White was also an accomplished softball player; the Naismith Hall of Fame describes her as “one of the most complete female athletes in history.” But she was best known as a basketball player who could run and, if she wanted to, dunk the ball as well as many men. (Women played six to a side in her day; women’s teams adopted the five-player, full-court game in 1970.)
White was inducted into the Hall of Fame in 1992, along with another dominant player, center Lusia Harris-Stewart. On her plaque, White is memorialized as “a player whose skill and athleticism was before her time.”
She was inducted into the Women’s Basketball Hall of Fame, in Knoxville, Tenn., in 1999. Sports Illustrated ranked her 51st in its list of the greatest sportswomen of the 20th century and sixth in basketball, behind Cheryl Miller, Teresa Edwards, Ann Meyers, Nancy Lieberman and Anne Donovan, all of them stars of later decades. The Sporting News crowned White “the dominant women’s basketball player of her era.”
White worked in the Nashville print shop until 1982, when she was laid off after the death of the owner, who she believed had guaranteed her a lifetime job. She returned to the family farm, in Lafayette, Tenn., northeast of Nashville near the Kentucky border, and made her living raising cattle and growing tobacco and other crops. She lived there at her death.
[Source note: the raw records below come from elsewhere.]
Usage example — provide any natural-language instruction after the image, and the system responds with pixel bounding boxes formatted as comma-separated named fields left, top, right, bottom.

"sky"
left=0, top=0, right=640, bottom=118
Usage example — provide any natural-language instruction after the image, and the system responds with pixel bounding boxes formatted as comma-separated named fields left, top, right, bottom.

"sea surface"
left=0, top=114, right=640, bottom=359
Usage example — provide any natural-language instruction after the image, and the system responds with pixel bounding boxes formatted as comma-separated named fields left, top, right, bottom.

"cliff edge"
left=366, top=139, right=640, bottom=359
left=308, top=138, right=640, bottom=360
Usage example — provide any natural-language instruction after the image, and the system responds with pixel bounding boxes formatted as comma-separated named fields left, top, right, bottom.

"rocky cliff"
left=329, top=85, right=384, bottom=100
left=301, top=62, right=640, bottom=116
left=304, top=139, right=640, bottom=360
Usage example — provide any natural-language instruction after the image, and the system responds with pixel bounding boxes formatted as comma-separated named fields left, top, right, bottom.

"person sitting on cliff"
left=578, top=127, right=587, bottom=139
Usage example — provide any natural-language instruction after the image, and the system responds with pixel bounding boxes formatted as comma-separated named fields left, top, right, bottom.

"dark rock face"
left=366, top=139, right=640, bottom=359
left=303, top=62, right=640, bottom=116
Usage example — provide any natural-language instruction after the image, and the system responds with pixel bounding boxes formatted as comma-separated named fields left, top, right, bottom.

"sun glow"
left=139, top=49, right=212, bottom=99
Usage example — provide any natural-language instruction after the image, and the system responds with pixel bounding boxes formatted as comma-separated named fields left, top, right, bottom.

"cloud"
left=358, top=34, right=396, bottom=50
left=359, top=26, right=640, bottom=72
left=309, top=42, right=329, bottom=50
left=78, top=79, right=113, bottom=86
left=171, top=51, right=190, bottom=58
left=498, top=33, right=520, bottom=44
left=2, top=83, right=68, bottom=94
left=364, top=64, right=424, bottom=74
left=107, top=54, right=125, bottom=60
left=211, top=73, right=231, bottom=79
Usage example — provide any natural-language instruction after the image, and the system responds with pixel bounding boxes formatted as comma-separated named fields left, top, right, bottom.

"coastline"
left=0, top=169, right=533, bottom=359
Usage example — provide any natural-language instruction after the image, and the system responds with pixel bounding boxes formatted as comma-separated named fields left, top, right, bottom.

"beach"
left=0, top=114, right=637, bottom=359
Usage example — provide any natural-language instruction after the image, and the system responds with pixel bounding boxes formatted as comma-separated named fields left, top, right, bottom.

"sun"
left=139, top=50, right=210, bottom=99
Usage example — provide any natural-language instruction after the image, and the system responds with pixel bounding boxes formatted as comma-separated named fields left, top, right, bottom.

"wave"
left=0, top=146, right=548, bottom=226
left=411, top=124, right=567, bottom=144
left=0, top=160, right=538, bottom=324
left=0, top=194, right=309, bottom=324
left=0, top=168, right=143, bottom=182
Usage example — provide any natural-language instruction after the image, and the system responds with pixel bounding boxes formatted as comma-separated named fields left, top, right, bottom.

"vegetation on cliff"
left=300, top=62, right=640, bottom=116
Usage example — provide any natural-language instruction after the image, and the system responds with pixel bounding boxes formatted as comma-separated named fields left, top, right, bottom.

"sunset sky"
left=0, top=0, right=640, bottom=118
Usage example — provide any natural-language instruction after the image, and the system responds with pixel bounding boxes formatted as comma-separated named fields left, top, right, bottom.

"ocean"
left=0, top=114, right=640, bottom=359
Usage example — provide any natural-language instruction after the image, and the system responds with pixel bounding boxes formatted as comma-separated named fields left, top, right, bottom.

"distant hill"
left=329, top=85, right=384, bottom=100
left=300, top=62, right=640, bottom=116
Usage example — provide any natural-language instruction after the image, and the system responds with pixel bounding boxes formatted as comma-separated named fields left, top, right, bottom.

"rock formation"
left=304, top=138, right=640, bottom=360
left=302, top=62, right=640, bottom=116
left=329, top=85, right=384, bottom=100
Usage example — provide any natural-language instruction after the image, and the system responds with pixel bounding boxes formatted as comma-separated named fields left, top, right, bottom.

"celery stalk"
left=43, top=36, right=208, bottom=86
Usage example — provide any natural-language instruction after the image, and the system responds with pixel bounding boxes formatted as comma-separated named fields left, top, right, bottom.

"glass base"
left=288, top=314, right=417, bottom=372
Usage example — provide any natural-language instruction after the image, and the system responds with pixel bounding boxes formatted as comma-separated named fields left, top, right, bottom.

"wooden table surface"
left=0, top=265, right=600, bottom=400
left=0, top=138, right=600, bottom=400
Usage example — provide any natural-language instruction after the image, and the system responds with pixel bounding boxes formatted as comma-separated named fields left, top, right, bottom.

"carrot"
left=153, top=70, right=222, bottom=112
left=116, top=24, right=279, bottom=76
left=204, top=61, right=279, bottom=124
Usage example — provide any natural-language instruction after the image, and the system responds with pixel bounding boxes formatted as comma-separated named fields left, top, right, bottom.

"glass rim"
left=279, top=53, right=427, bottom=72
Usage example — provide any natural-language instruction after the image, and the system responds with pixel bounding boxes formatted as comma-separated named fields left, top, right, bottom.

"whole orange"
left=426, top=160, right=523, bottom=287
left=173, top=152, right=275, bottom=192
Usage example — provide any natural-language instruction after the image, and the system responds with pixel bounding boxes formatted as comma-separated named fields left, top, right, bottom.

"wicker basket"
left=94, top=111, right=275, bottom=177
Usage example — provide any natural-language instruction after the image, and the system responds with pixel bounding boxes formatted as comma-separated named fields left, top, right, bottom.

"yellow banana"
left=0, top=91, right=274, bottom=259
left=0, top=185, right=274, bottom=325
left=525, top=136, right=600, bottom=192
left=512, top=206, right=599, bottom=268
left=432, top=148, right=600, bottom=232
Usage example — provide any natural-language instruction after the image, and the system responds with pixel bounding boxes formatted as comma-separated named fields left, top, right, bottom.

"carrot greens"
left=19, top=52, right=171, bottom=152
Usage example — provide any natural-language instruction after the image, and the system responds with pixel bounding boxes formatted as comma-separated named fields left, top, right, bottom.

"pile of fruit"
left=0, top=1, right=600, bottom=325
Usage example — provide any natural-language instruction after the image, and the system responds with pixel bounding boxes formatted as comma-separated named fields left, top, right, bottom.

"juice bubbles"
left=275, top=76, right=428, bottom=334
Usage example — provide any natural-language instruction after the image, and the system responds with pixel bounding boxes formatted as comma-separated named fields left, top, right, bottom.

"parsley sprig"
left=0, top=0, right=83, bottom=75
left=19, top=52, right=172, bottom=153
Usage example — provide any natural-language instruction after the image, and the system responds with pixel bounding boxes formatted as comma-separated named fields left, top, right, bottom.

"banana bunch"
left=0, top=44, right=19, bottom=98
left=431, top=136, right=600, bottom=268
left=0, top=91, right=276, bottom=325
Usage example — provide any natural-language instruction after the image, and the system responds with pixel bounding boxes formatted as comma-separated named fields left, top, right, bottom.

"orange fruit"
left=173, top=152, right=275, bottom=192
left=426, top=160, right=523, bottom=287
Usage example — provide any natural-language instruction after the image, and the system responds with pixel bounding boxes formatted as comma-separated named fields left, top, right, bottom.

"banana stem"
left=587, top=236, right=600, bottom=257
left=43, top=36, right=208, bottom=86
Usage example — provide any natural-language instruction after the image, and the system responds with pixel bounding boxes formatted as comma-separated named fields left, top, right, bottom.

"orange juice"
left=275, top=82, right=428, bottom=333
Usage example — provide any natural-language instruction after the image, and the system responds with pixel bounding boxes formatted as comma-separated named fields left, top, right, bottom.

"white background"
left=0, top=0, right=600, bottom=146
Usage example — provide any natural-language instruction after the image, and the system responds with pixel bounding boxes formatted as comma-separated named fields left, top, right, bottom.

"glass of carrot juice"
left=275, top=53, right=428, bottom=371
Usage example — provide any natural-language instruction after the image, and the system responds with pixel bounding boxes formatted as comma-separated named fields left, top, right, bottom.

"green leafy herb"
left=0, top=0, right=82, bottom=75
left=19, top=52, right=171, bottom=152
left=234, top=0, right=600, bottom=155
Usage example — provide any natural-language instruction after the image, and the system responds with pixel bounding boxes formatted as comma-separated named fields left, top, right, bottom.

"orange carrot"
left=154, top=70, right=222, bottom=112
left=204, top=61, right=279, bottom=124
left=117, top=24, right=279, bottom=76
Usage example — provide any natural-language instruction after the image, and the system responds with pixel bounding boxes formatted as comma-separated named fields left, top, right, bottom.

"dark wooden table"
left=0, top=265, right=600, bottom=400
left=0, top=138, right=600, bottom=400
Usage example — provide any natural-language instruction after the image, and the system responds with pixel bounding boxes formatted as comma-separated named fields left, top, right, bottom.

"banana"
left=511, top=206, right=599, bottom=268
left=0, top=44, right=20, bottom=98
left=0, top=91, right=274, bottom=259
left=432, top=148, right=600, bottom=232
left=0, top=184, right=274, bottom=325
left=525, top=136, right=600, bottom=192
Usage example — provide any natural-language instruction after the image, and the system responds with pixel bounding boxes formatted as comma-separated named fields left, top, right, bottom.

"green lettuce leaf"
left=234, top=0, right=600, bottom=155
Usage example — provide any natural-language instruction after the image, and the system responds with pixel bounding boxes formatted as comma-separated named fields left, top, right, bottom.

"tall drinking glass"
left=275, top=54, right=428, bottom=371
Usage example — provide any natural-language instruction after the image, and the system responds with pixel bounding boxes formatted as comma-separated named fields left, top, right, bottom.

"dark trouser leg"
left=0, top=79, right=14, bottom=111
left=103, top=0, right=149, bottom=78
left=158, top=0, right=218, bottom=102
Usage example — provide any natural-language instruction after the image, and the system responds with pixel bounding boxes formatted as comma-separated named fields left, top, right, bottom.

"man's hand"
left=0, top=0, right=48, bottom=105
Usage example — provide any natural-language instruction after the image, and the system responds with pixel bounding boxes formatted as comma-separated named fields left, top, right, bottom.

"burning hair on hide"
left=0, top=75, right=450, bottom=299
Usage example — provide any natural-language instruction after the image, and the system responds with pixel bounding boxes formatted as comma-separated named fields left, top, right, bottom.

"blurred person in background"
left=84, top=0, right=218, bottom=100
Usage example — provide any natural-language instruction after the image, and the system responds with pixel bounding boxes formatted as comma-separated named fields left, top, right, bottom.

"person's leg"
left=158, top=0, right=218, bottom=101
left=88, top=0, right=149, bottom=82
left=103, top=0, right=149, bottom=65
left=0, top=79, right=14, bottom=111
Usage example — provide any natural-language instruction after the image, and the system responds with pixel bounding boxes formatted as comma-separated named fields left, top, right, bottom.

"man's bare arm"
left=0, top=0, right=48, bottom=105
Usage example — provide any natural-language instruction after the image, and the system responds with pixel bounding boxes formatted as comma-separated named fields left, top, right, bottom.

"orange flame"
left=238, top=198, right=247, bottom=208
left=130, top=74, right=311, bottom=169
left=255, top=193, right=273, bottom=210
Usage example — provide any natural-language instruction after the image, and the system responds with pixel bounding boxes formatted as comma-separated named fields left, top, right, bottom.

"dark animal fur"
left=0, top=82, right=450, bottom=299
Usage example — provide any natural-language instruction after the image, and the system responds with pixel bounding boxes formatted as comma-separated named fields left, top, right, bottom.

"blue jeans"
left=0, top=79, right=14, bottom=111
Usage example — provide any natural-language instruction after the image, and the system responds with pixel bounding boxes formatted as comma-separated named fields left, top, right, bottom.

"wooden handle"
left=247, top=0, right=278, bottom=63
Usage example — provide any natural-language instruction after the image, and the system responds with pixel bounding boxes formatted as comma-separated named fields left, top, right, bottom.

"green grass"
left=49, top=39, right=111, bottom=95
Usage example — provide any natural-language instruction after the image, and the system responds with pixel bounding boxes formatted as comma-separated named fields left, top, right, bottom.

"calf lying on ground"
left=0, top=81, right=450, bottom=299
She rarely reflected publicly on her basketball career, and when she spoke to Mr. Marantz of The Sporting News in 1996, she did so reluctantly.
“What did it get me?” White said of basketball in the interview. “Two worn-out knees. All for nothing. Dusty trophies. Certificates that don’t mean a thing.”
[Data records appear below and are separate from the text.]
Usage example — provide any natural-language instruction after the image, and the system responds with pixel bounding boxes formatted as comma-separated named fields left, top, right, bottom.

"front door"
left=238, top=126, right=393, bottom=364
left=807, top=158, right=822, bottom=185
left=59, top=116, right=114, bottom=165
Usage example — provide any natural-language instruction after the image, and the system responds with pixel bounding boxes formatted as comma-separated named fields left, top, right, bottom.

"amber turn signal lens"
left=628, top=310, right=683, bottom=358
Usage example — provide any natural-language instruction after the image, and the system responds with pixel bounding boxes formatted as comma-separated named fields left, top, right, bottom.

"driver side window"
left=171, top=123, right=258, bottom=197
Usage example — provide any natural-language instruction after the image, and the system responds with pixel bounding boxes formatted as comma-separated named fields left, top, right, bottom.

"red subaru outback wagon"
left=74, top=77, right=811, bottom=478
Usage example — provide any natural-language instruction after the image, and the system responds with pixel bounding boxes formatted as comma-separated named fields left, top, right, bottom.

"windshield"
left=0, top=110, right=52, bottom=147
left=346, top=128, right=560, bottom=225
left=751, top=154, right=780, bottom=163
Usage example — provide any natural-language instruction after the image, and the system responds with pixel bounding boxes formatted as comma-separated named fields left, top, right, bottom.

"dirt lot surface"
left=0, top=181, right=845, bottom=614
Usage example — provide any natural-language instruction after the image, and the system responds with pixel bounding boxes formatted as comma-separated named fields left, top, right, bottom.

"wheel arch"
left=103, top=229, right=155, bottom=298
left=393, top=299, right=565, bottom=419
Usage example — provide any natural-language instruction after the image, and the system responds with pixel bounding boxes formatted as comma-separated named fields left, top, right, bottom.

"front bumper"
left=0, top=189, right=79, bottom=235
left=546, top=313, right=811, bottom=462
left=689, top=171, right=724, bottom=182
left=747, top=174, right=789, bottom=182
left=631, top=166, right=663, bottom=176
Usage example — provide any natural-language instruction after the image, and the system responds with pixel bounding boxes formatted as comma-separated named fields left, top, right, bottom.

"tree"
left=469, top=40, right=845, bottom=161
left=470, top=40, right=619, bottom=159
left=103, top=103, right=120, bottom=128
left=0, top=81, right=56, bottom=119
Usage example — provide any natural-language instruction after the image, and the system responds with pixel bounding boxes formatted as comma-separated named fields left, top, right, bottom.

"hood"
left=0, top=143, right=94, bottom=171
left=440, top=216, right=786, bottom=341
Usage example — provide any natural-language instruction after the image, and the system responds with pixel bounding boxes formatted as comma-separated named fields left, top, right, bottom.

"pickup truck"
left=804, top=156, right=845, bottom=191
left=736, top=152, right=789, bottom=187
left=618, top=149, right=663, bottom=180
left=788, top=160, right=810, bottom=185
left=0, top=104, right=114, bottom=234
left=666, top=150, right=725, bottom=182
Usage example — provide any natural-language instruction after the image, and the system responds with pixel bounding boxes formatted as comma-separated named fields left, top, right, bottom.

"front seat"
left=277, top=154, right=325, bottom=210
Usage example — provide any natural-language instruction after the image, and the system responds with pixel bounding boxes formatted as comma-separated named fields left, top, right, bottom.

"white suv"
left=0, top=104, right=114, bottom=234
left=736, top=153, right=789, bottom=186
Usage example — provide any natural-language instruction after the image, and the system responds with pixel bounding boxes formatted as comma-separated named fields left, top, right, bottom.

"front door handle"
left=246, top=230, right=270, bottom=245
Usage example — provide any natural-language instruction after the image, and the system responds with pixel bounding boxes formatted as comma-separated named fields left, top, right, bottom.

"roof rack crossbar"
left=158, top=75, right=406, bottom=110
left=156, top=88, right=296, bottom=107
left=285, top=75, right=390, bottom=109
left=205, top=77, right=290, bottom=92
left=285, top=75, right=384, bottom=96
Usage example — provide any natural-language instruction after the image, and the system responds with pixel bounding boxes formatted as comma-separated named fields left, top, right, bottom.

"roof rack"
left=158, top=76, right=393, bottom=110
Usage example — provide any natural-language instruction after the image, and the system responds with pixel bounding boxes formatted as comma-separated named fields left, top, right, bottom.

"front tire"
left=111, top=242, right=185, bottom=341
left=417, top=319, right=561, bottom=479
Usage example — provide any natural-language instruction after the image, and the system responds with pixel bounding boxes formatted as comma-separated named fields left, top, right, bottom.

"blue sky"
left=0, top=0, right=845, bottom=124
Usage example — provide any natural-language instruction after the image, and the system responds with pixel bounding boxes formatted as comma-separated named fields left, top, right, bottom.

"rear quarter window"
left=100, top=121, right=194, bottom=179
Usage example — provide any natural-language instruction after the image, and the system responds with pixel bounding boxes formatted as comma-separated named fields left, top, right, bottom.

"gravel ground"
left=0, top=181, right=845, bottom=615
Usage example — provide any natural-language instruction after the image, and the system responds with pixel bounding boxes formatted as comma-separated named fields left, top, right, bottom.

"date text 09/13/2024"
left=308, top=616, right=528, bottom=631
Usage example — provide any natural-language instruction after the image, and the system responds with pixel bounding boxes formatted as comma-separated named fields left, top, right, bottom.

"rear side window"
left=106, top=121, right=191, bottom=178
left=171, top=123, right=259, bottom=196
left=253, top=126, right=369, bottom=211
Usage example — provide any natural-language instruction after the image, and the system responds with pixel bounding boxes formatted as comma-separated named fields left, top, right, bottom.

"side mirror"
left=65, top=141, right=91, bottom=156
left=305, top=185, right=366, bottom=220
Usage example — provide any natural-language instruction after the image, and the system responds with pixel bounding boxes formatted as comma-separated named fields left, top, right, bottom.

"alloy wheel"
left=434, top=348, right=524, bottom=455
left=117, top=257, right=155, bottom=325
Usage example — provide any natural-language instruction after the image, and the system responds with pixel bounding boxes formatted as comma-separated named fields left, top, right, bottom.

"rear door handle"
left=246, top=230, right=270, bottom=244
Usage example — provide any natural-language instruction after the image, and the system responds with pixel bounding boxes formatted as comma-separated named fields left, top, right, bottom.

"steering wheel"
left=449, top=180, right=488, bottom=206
“Unless you never win one,” Mr. Marantz said.
“Perhaps,” she replied. “But when I look at what it got me, economically, all that work and sweat, nothing. No job security. Nothing.”
She added: “I have nobody to blame but myself — I made the decision to continue playing. I can’t say I believed it would get me anything of value. I didn’t deep down. I played because I wanted to.”